Plexippus wesolowskae is a species of jumping spider in the genus Plexippus that lives in Bangladesh. It was first described in 1998 by V. Biswas and D. Raychaudhuri. The spider is medium-sized, with a carapace 3.4 mm and an abdomen 3.2 mm long. The carapace is dark brown with a black band and white cross. The abdomen is a lighter brown with one white and two black stripes. It is similar to the related Plexippus paykulli that can also be found in the same country, but can be distinguished by features like the elongated almost vase-like shape of the sternum and lack of tibial apophysis on the palpal bulb.

==Taxonomy==
Plexippus wesolowskae was first described by V. Biswas and D. Raychaudhuri in 1998. It was placed in the genus Plexippus, first raised by Carl Ludwig Koch in 1846. The word plexippus is Greek and can be translated striking or driving horses. It was the name of a number of heroes in Homer's Iliad.
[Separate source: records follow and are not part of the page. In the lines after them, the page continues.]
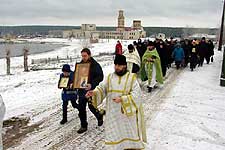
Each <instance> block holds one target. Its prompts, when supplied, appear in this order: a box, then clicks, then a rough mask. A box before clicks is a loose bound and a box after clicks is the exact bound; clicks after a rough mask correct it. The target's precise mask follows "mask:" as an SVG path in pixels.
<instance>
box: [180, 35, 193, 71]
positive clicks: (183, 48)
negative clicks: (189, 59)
mask: <svg viewBox="0 0 225 150" xmlns="http://www.w3.org/2000/svg"><path fill="white" fill-rule="evenodd" d="M182 48H183V50H184V55H185V58H184V67H186V66H187V65H188V63H189V61H190V60H189V57H190V52H191V48H192V46H191V43H190V41H189V40H188V39H185V40H184V43H183V45H182Z"/></svg>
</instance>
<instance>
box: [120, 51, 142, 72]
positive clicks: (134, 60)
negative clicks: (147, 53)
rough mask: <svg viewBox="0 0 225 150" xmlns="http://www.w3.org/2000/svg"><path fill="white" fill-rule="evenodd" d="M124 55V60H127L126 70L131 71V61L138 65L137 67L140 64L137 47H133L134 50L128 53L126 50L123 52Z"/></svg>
mask: <svg viewBox="0 0 225 150" xmlns="http://www.w3.org/2000/svg"><path fill="white" fill-rule="evenodd" d="M124 56H125V57H126V61H127V70H128V71H130V72H132V69H133V63H134V64H136V65H138V67H140V66H141V59H140V56H139V54H138V51H137V49H136V48H135V50H134V51H133V52H132V53H129V51H128V50H127V51H126V52H125V53H124Z"/></svg>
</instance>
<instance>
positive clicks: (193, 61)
mask: <svg viewBox="0 0 225 150" xmlns="http://www.w3.org/2000/svg"><path fill="white" fill-rule="evenodd" d="M197 54H198V49H197V43H196V41H194V40H193V41H192V43H191V51H190V69H191V71H193V70H194V69H195V67H196V65H197V64H198V55H197Z"/></svg>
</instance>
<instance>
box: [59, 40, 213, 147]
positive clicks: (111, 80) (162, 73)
mask: <svg viewBox="0 0 225 150" xmlns="http://www.w3.org/2000/svg"><path fill="white" fill-rule="evenodd" d="M213 49H214V45H213V43H212V41H210V40H209V41H206V39H205V37H203V38H202V39H201V41H199V40H197V39H193V40H188V39H185V40H182V41H179V42H178V41H176V40H173V38H171V39H170V41H169V40H162V39H156V40H155V41H150V40H144V41H143V42H142V40H141V39H138V41H134V42H133V44H129V45H128V46H127V49H126V50H125V51H124V49H122V44H121V42H120V41H117V44H116V46H115V56H114V72H112V73H110V74H109V75H107V76H105V78H104V75H103V71H102V68H101V66H100V65H99V64H98V63H97V61H95V60H94V58H93V57H91V50H90V49H88V48H84V49H82V50H81V57H82V60H81V62H80V63H90V64H91V65H90V66H91V67H90V68H89V75H88V79H87V83H85V82H84V83H85V84H84V83H82V87H80V88H74V86H73V85H72V84H73V83H75V81H73V80H74V79H75V78H79V77H80V76H82V75H77V74H76V72H77V71H78V72H79V69H78V67H77V65H76V67H75V71H74V72H73V71H71V70H70V67H69V66H68V64H65V65H64V66H63V68H62V72H63V73H62V74H61V76H60V80H61V78H62V76H65V75H66V74H67V76H68V77H69V80H68V85H67V87H65V88H63V91H62V100H63V104H62V108H63V109H62V110H63V117H62V120H61V122H60V123H61V124H64V123H66V122H67V117H66V114H67V111H66V110H67V105H68V101H71V103H72V106H73V107H74V108H75V109H77V110H78V111H79V114H78V116H79V118H80V122H81V127H80V129H79V130H78V131H77V133H79V134H82V133H84V132H86V131H87V126H88V123H87V114H86V105H87V104H88V107H89V109H90V111H91V112H92V113H93V114H94V116H95V117H96V119H97V122H98V123H97V124H98V126H102V124H103V115H105V117H104V127H105V145H106V148H107V149H109V150H110V149H112V150H120V149H121V150H129V149H132V150H134V149H135V150H139V149H144V148H145V144H144V143H146V141H147V137H146V128H145V121H144V111H143V100H142V98H140V97H138V95H140V93H141V92H142V90H141V88H140V82H145V81H147V89H146V91H147V92H149V93H151V92H152V90H153V89H154V88H157V87H158V85H162V86H163V83H164V80H165V76H166V73H167V70H168V69H170V68H171V67H172V66H173V63H174V64H175V68H176V69H181V68H185V67H187V66H188V64H189V63H190V70H191V71H193V70H194V69H195V68H196V66H197V65H198V66H199V67H201V66H203V62H204V59H206V62H207V64H209V63H210V61H212V58H213V54H214V52H213ZM71 75H72V77H71ZM103 78H104V80H103ZM60 80H59V83H60ZM76 80H77V79H76ZM78 82H79V79H78ZM59 88H60V87H59ZM67 93H68V94H67ZM104 100H105V101H106V106H105V110H104V111H103V112H101V111H100V110H99V107H98V106H99V105H100V104H102V103H103V101H104Z"/></svg>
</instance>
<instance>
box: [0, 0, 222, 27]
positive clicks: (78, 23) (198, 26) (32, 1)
mask: <svg viewBox="0 0 225 150" xmlns="http://www.w3.org/2000/svg"><path fill="white" fill-rule="evenodd" d="M222 5H223V1H222V0H186V1H184V0H0V25H26V24H28V25H31V24H35V25H36V24H40V25H81V24H83V23H92V24H96V25H97V26H102V25H104V26H117V16H118V10H120V9H122V10H124V16H125V25H126V26H131V24H132V20H135V19H138V20H141V21H142V25H143V26H173V27H178V26H183V27H185V26H189V27H219V25H220V22H221V15H222Z"/></svg>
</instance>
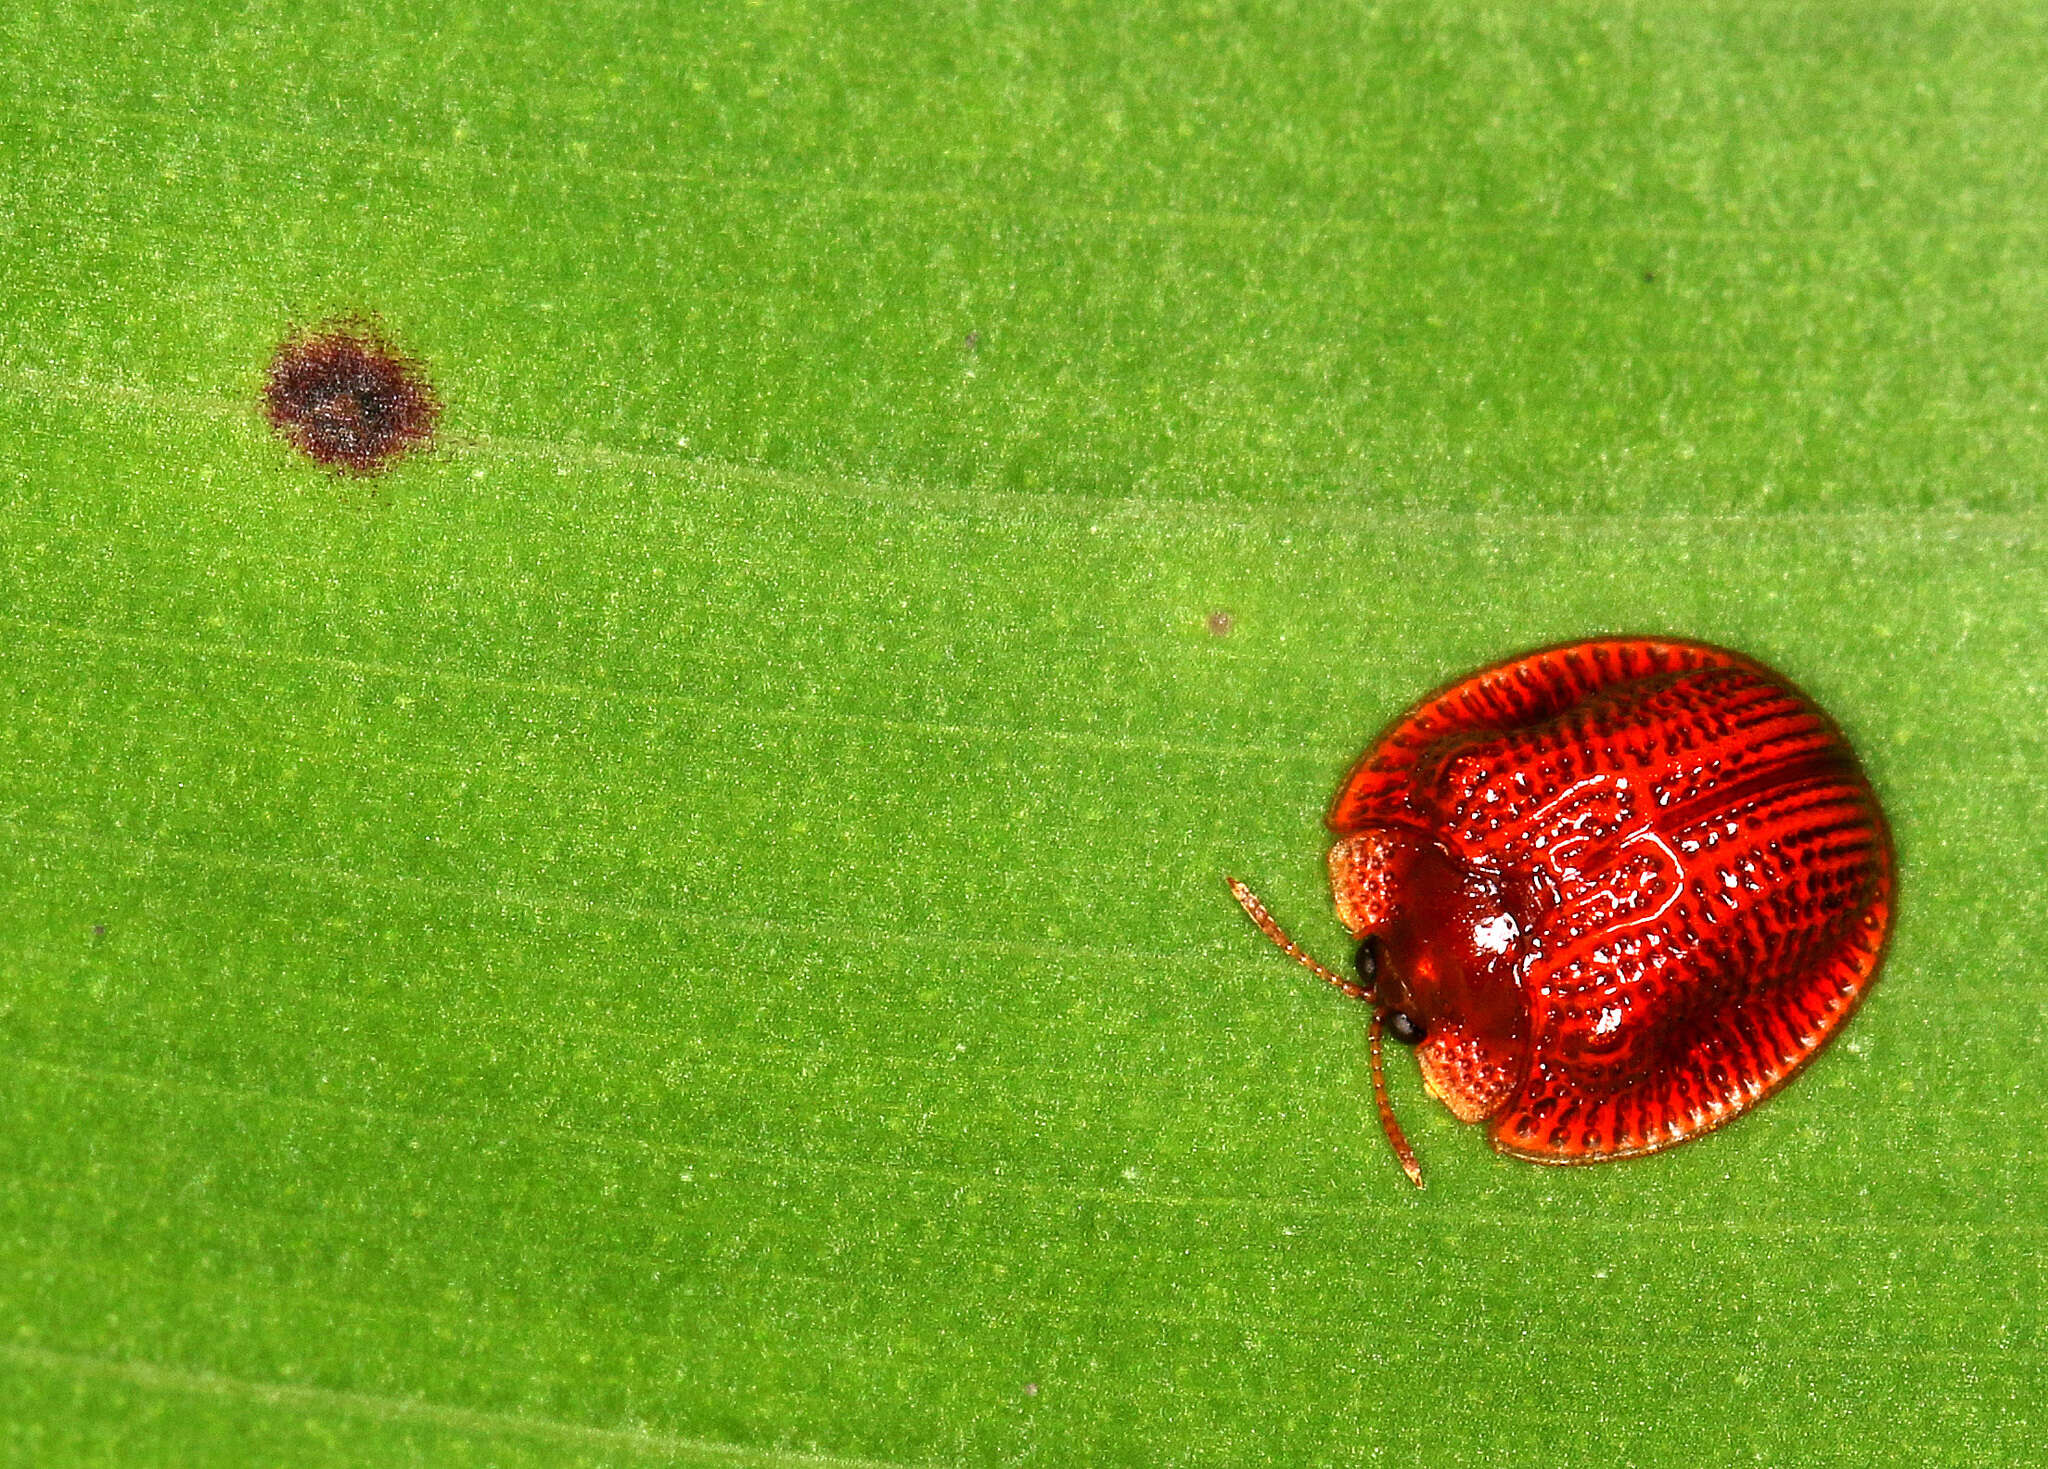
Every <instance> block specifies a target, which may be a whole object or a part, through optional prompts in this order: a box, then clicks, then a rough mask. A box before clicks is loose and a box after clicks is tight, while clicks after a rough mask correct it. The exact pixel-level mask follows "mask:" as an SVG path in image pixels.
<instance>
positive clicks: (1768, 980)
mask: <svg viewBox="0 0 2048 1469" xmlns="http://www.w3.org/2000/svg"><path fill="white" fill-rule="evenodd" d="M1329 830H1331V832H1335V836H1337V844H1335V846H1331V848H1329V879H1331V887H1333V889H1335V897H1337V916H1339V918H1341V920H1343V926H1346V928H1350V930H1352V936H1354V938H1358V979H1356V981H1352V979H1346V977H1341V975H1337V973H1333V971H1329V969H1325V967H1323V965H1319V963H1317V961H1315V959H1311V957H1309V955H1305V953H1303V951H1300V949H1298V947H1294V942H1292V940H1290V938H1288V936H1286V934H1284V932H1282V930H1280V926H1278V924H1276V922H1274V920H1272V916H1270V914H1268V912H1266V908H1264V904H1260V899H1257V897H1253V895H1251V891H1249V889H1247V887H1245V885H1243V883H1239V881H1237V879H1229V881H1231V893H1235V897H1237V901H1239V904H1243V908H1245V912H1247V914H1249V916H1251V922H1255V924H1257V926H1260V930H1264V932H1266V936H1268V938H1272V940H1274V942H1276V945H1280V947H1282V949H1284V951H1286V953H1288V955H1292V957H1294V959H1296V961H1300V963H1305V965H1307V967H1309V969H1313V971H1315V973H1319V975H1321V977H1323V979H1327V981H1329V983H1333V985H1337V988H1339V990H1343V992H1346V994H1350V996H1354V998H1358V1000H1364V1002H1368V1004H1370V1006H1372V1031H1370V1047H1372V1090H1374V1100H1376V1102H1378V1110H1380V1123H1382V1127H1384V1129H1386V1139H1389V1141H1391V1143H1393V1147H1395V1153H1397V1156H1399V1158H1401V1166H1403V1168H1405V1170H1407V1176H1409V1178H1411V1180H1413V1182H1415V1184H1417V1186H1421V1168H1419V1166H1417V1164H1415V1153H1413V1149H1411V1147H1409V1145H1407V1139H1405V1137H1403V1135H1401V1127H1399V1123H1395V1115H1393V1108H1391V1106H1389V1104H1386V1080H1384V1074H1382V1067H1380V1031H1382V1026H1384V1031H1389V1033H1391V1035H1393V1037H1395V1039H1397V1041H1405V1043H1409V1045H1415V1049H1417V1059H1419V1063H1421V1078H1423V1084H1425V1086H1427V1088H1430V1092H1432V1094H1434V1096H1436V1098H1438V1100H1440V1102H1444V1106H1448V1108H1450V1110H1452V1113H1454V1115H1456V1117H1458V1121H1464V1123H1479V1121H1485V1123H1487V1127H1489V1133H1491V1137H1493V1145H1495V1147H1497V1149H1501V1151H1503V1153H1513V1156H1516V1158H1530V1160H1534V1162H1540V1164H1591V1162H1602V1160H1608V1158H1630V1156H1634V1153H1651V1151H1657V1149H1659V1147H1671V1145H1673V1143H1683V1141H1686V1139H1690V1137H1698V1135H1700V1133H1706V1131H1710V1129H1714V1127H1720V1125H1722V1123H1726V1121H1729V1119H1733V1117H1737V1115H1741V1113H1743V1110H1747V1108H1749V1106H1753V1104H1755V1102H1759V1100H1763V1098H1765V1096H1769V1094H1772V1092H1776V1090H1778V1088H1780V1086H1784V1084H1786V1082H1788V1080H1790V1078H1792V1074H1794V1072H1798V1067H1800V1065H1802V1063H1804V1061H1808V1059H1810V1057H1812V1055H1815V1053H1817V1051H1819V1049H1821V1047H1823V1045H1827V1041H1829V1037H1833V1035H1835V1031H1839V1029H1841V1024H1843V1020H1847V1018H1849V1012H1851V1010H1853V1008H1855V1002H1858V1000H1860V998H1862V996H1864V990H1868V988H1870V981H1872V977H1874V975H1876V971H1878V961H1880V959H1882V955H1884V940H1886V934H1888V930H1890V916H1892V846H1890V836H1888V832H1886V826H1884V811H1882V809H1880V807H1878V797H1876V795H1874V793H1872V789H1870V781H1866V779H1864V770H1862V766H1860V764H1858V762H1855V754H1853V752H1851V750H1849V746H1847V742H1845V740H1843V738H1841V731H1839V729H1835V725H1833V721H1831V719H1829V717H1827V715H1825V713H1821V711H1819V709H1817V707H1815V705H1812V701H1810V699H1806V697H1804V695H1802V692H1800V690H1798V688H1794V686H1792V684H1790V682H1788V680H1784V678H1782V676H1778V674H1774V672H1772V670H1767V668H1763V666H1761V664H1757V662H1755V660H1749V658H1743V656H1741V654H1731V652H1726V649H1722V647H1708V645H1704V643H1683V641H1663V639H1640V637H1624V639H1602V641H1585V643H1567V645H1561V647H1546V649H1540V652H1534V654H1526V656H1524V658H1513V660H1509V662H1505V664H1497V666H1493V668H1487V670H1483V672H1477V674H1473V676H1470V678H1464V680H1460V682H1456V684H1452V686H1450V688H1446V690H1442V692H1438V695H1432V697H1430V699H1423V701H1421V703H1419V705H1415V707H1413V709H1409V711H1407V713H1405V715H1401V717H1399V719H1397V721H1395V723H1393V725H1391V727H1389V729H1386V733H1382V736H1380V738H1378V742H1374V746H1372V748H1370V750H1366V754H1364V756H1362V758H1360V760H1358V764H1356V766H1354V768H1352V774H1350V777H1346V781H1343V785H1341V787H1339V791H1337V799H1335V801H1333V803H1331V807H1329Z"/></svg>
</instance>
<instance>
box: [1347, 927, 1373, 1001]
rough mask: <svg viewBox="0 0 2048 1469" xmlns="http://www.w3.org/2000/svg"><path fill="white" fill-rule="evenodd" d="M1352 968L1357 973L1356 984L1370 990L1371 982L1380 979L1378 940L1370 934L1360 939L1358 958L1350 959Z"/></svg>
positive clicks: (1358, 945) (1358, 942)
mask: <svg viewBox="0 0 2048 1469" xmlns="http://www.w3.org/2000/svg"><path fill="white" fill-rule="evenodd" d="M1352 967H1354V969H1356V971H1358V983H1362V985H1364V988H1366V990H1370V988H1372V981H1374V979H1378V977H1380V940H1378V938H1372V936H1370V934H1368V936H1366V938H1360V940H1358V957H1356V959H1352Z"/></svg>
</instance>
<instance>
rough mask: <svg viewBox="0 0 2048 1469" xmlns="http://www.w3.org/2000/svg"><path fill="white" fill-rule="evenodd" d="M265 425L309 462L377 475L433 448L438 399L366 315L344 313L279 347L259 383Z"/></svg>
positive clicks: (416, 373)
mask: <svg viewBox="0 0 2048 1469" xmlns="http://www.w3.org/2000/svg"><path fill="white" fill-rule="evenodd" d="M262 410H264V418H268V420H270V428H274V430H276V434H279V436H281V438H283V440H285V443H289V445H291V447H293V449H297V451H299V453H303V455H305V457H307V459H311V461H313V463H317V465H322V467H326V469H332V471H334V473H346V475H377V473H383V471H385V469H389V467H391V463H395V461H397V459H399V457H403V455H408V453H414V451H420V449H426V447H430V445H432V443H434V424H436V422H440V400H438V397H436V395H434V387H432V385H430V383H428V381H426V375H424V371H422V369H420V363H416V361H412V359H410V356H406V354H403V352H399V350H397V348H395V346H391V342H389V338H387V336H385V334H383V328H381V326H379V324H377V320H375V318H369V316H344V318H336V320H332V322H324V324H319V326H313V328H307V330H299V332H293V334H291V336H287V338H285V340H283V342H279V348H276V354H274V356H272V359H270V371H268V375H266V377H264V385H262Z"/></svg>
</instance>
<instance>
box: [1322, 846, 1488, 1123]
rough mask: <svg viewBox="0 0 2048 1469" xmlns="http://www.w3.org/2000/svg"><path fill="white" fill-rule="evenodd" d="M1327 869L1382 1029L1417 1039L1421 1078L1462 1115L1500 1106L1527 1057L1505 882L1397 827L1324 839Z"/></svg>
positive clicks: (1437, 1097)
mask: <svg viewBox="0 0 2048 1469" xmlns="http://www.w3.org/2000/svg"><path fill="white" fill-rule="evenodd" d="M1329 877H1331V887H1333V891H1335V895H1337V916H1339V918H1341V920H1343V926H1346V928H1350V930H1352V934H1354V936H1356V938H1358V940H1360V977H1362V979H1364V983H1366V988H1368V990H1372V998H1374V1002H1376V1004H1378V1008H1380V1010H1384V1014H1386V1031H1389V1033H1391V1035H1393V1037H1395V1039H1397V1041H1413V1043H1415V1059H1417V1061H1419V1063H1421V1076H1423V1084H1425V1086H1427V1088H1430V1092H1432V1094H1434V1096H1436V1098H1438V1100H1440V1102H1444V1106H1448V1108H1450V1110H1452V1113H1454V1115H1456V1117H1458V1121H1464V1123H1477V1121H1481V1119H1485V1117H1491V1115H1493V1113H1497V1110H1499V1108H1501V1104H1505V1102H1507V1098H1509V1096H1513V1094H1516V1090H1518V1088H1520V1084H1522V1076H1524V1072H1526V1063H1528V1002H1526V998H1524V994H1522V965H1520V951H1522V926H1520V922H1518V918H1516V914H1513V912H1511V908H1509V904H1507V899H1505V895H1503V891H1501V885H1499V881H1497V879H1493V877H1491V875H1489V873H1483V871H1477V869H1470V867H1464V865H1462V863H1458V861H1456V858H1452V856H1450V852H1446V850H1444V848H1442V846H1438V844H1436V842H1432V840H1430V838H1425V836H1419V834H1415V832H1409V830H1403V828H1393V826H1382V828H1366V830H1362V832H1358V834H1354V836H1348V838H1346V840H1341V842H1337V844H1335V846H1333V848H1329ZM1368 957H1370V967H1372V975H1370V977H1366V975H1364V969H1366V963H1368Z"/></svg>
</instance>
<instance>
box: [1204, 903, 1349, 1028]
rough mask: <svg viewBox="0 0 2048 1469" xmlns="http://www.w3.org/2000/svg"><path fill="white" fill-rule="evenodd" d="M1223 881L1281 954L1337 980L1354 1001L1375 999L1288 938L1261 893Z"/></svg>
mask: <svg viewBox="0 0 2048 1469" xmlns="http://www.w3.org/2000/svg"><path fill="white" fill-rule="evenodd" d="M1223 881H1225V883H1229V885H1231V897H1235V899H1237V906H1239V908H1243V910H1245V916H1247V918H1249V920H1251V922H1255V924H1257V926H1260V932H1262V934H1266V936H1268V938H1272V940H1274V942H1276V945H1278V947H1280V953H1284V955H1286V957H1288V959H1292V961H1294V963H1298V965H1300V967H1303V969H1307V971H1309V973H1313V975H1315V977H1317V979H1323V981H1325V983H1333V985H1335V988H1337V990H1343V994H1348V996H1352V998H1354V1000H1368V1002H1370V1000H1372V992H1370V990H1366V988H1364V985H1358V983H1352V981H1350V979H1346V977H1343V975H1339V973H1337V971H1335V969H1327V967H1325V965H1321V963H1317V961H1315V959H1313V957H1311V955H1309V953H1307V951H1305V949H1303V947H1300V945H1296V942H1294V940H1292V938H1288V936H1286V930H1284V928H1282V926H1280V924H1276V922H1274V916H1272V914H1268V912H1266V904H1262V901H1260V899H1257V893H1253V891H1251V889H1249V887H1245V885H1243V883H1239V881H1237V879H1235V877H1225V879H1223Z"/></svg>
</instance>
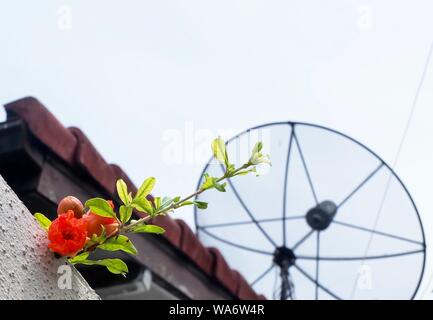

The species is named for the Polish arachnologist Wanda Wesołowska. The genus was placed in the subtribe Plexippina in the tribe Plexippini, both named after the genus, by Wayne Maddison in 2015, who listed the tribe in the clade Saltafresia. It was allocated to the subclade Simonida, named in honour of the French arachnologist Eugène Simon. The place of Plexippus wesolowskae within the genus is uncertain and, in 2017, Jerzy Prószyński placed it in a list of 20 unrecognisable Plexippus species.

==Description==
Only the male has been identified. The spider is medium-sized, with a total body length of 6.8 mm. It has a dark brown carapace that measures 3.4 mm in length and 2.5 mm in width. It is broad, particularly towards the middle, and has a pattern consisting of a black band and a white cross towards the back. The abdomen is a brown elongated oval, 3.2 mm long and 2.2 mm wide, with three stripes, one white and two black. The chelicerae are long with two teeth visible. The legs are brown and robust. The palpal bulb has no tibial apophysis, which is different to the similar and related Plexippus paykulli. Other distinguishing features are that the middle row of eyes are closer to the forward row and the elongated almost vase-like shape of the sternum.

==Distribution==
The species is endemic to Bangladesh. The holotype was collected near Khulna in 1992. It was one of only two species of the genus, the other being Plexippus paykulli, to be identified in the country, listed at the same time and by the same authors.